On sait que le prince de Galles / Édouard VIII tomba follement amoureux d’une
américaine deux fois divorcée. Celle-ci allait-elle devenir reine
d’Angleterre ? formidable levée de boucliers spirituels contre ce
scandale. Le premier ministre - Baldwin- met en jeu la démission de son
cabinet. Va-t-on vers des élections où les hommes du roi fascisant triompheraient ?
Rien n’était exclu. Finalement, le roi abdiqua.
Curieux phénomène dans un pays
dont la modernité fut fondée par un Tudor - Henri VIII - qui épousa six femmes
après autant de divorces ou de têtes coupées et dont l’héritage politique n’est
pas discuté. En fait cette abdication est la victoire du puritanisme le plus
éculé. Victoire aussi des forces traditionalistes et de l’ordre moral.

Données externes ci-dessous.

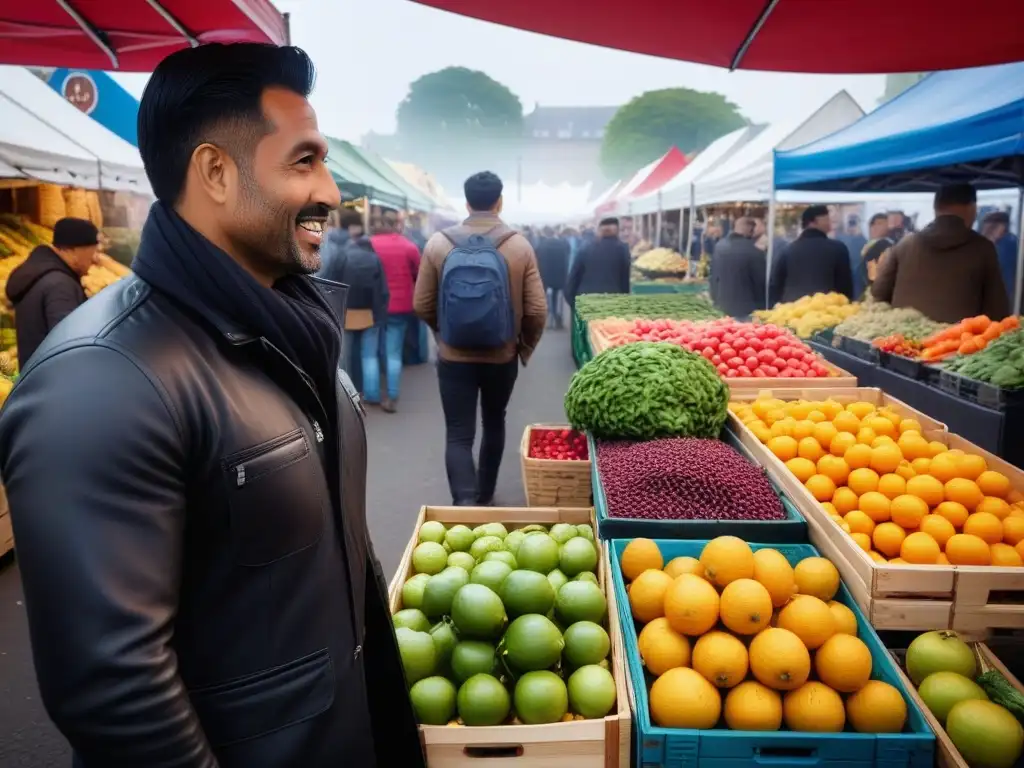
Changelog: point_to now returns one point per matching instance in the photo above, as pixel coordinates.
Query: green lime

Pour conclure, il est vrai que ce
film est aimable à regarder en termes de divertissement même s’il est fort
dommage de nous le présenter en langue française. 118 nominations, 43
récompenses. Mais si on considère le trio Royaume-Uni - Canada - Etats-Unis on
a là une force de frappe médiatique assourdissante et même écrasante. Business
is business. Surtout derrière cette anecdote historique charmante, le film
traîne avec lui une propagande royaliste, légitimiste et traditionaliste qui
fait le bonheur de l’Occident.
Après le discours -réussi- Lionel
Logue qui appela toujours jusqu’ici son patient "Bertie" lui adresse
un hommage solennel, "très bien, …votre
Majesté". C’était attendu.
[1]
Le protocole interdit formellement de toucher la personne du roi. On sait les
charges qu’eut à subir de la part de la presse anglaise, le président Chirac
qui avait lui-même touché l’épaule de la reine Élisabeth pour guider ses pas. Cet
interdit résulte de la conservation du thème du caractère sacré de la personne du roi.
[2]
"Vous aviez le
choix entre la guerre et le déshonneur. Vous avez choisi le déshonneur, et vous
aurez la guerre, ce moment restera à jamais gravé dans vos cœurs".
[3] Dans son livre "Making friends with Hitler, Lord
Londonderry, the Nazis and the road to war", The Penguin press, New
York, 2004.
[4]
James Ivory. Film sorti en 1993, inspiré du roman éponyme de
Kazuo Ishiguro. La diplomatie française y est ridiculisée et la lucidité
américaine fort exagérée. Mais l’ensemble est de belle facture.